Thursday, February 17, 2011

Bless Our Nest...



Pass the Tabasco, please...


Tabasco Bamboo Oyster Tray 


One Saturday while Alexa's childhood girlfriend Heather was visiting from Florida we decided to take off for Avery Island to see the Tabasco factory. Located 140 miles west of New Orleans but only about 103 miles from us. We had a great time learning about the iconic hot sauce but I was able to get a bright bamboo tray to add some color and nostalgia to the bar. 



Tabasco Bloody Mary Pitcher from local antique shop  


A collection of antique bottles used at Tabasco inspired me to...

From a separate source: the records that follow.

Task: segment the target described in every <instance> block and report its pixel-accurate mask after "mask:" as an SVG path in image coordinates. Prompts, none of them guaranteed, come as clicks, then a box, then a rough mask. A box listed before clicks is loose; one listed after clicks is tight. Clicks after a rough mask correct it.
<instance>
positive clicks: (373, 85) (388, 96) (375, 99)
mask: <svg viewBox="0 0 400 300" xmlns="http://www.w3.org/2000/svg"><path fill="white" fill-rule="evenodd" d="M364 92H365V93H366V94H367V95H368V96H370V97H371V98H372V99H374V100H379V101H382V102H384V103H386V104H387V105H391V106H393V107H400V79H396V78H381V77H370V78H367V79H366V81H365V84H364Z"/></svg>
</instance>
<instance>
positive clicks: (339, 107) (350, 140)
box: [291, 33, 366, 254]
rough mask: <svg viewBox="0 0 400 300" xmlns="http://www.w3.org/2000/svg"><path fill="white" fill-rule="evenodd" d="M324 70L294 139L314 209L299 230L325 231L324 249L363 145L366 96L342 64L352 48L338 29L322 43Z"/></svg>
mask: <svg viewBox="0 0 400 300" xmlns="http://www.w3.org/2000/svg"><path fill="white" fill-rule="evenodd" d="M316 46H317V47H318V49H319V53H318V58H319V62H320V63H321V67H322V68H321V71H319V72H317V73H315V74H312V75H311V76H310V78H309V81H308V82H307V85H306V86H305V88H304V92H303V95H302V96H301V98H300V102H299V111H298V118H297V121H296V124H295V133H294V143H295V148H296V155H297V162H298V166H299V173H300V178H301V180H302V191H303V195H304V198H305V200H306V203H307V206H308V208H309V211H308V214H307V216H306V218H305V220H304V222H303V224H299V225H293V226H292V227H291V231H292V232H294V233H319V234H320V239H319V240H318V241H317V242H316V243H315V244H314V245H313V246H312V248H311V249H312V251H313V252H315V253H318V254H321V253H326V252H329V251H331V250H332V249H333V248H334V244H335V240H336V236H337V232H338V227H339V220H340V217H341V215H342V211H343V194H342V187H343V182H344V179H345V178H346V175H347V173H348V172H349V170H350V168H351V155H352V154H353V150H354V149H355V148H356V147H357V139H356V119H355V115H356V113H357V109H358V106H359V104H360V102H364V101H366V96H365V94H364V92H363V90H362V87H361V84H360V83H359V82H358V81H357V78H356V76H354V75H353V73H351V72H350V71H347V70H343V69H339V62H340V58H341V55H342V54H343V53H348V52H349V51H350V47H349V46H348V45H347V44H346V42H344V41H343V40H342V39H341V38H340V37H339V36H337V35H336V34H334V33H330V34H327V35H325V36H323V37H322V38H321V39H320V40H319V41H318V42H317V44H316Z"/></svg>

group my own collection on the bar.




A Little History Lesson...from Tabasco.com

The Birth of a Pepper Sauce...



The diet of the Reconstruction South was bland and monotonous, especially by Louisiana standards. So Edmund McIlhenny decided to create a pepper sauce to give the food some spice and flavor — some excitement. Selecting and crushing the reddest peppers from his plants, he mixed them with Avery Island salt and aged this “mash” for 30 days in crockery jars and barrels. McIlhenny then blended the mash with French white wine vinegar and aged the mixture for at least another 30 days. After straining it, he transferred the sauce to small cologne-type bottles with sprinkler fitments, which he then corked and sealed in green wax. (The sprinkler fitment was important because his pepper sauce was concentrated and best used when sprinkled, not poured.)


TABASCO® Vintage Ad

“That Famous Sauce Mr. McIlhenny Makes”


“That Famous Sauce Mr. McIlhenny Makes” proved so popular with family and friends that McIlhenny, previously a banker, decided to embark on a new business venture by marketing his pepper sauce. He grew his first commercial pepper crop in 1868. The next year, he sent out 658 bottles of sauce at one dollar apiece wholesale to grocers around the Gulf Coast, particularly in New Orleans. He labeled it “Tabasco,” a word of Mexican Indian origin believed to mean “place where the soil is humid” or “place of the coral or oyster shell.” McIlhenny secured a patent in 1870, and TABASCO® Sauce began its journey to set the culinary world on fire. Sales grew, and by the late 1870s he sold his sauce throughout the U.S. and even in England.


Still Made the Same Way

Over 140 years later, TABASCO® Sauce is made much the same way except now the aging process for the mash is longer – up to three years in white oak barrels and the vinegar is high quality distilled vinegar. Labeled in 22 languages and dialects, sold in over 160 countries and territories, added to soldiers’ rations, and put on restaurant tables around the globe, it is the most famous, most preferred pepper sauce in the world.


Five Generations Later

TABASCO® Sauce is still made on Avery Island, Louisiana, to this day. In fact, about half of the company’s 200 employees actually live on Avery Island, with many of their parents and grandparents having worked and lived there as well. Paul McIlhenny, the current president, is the sixth McIlhenny in a chain of direct descendants who has strived to preserve the legacy and traditions of the company’s creator.


Change: Overrated.



Gratefully,
Deborah...xxoo

1 comment:

  1. That was such a great trip and we had a wonderful time there, didn't we?! I am so blessed to have y'all as a second family! Love you!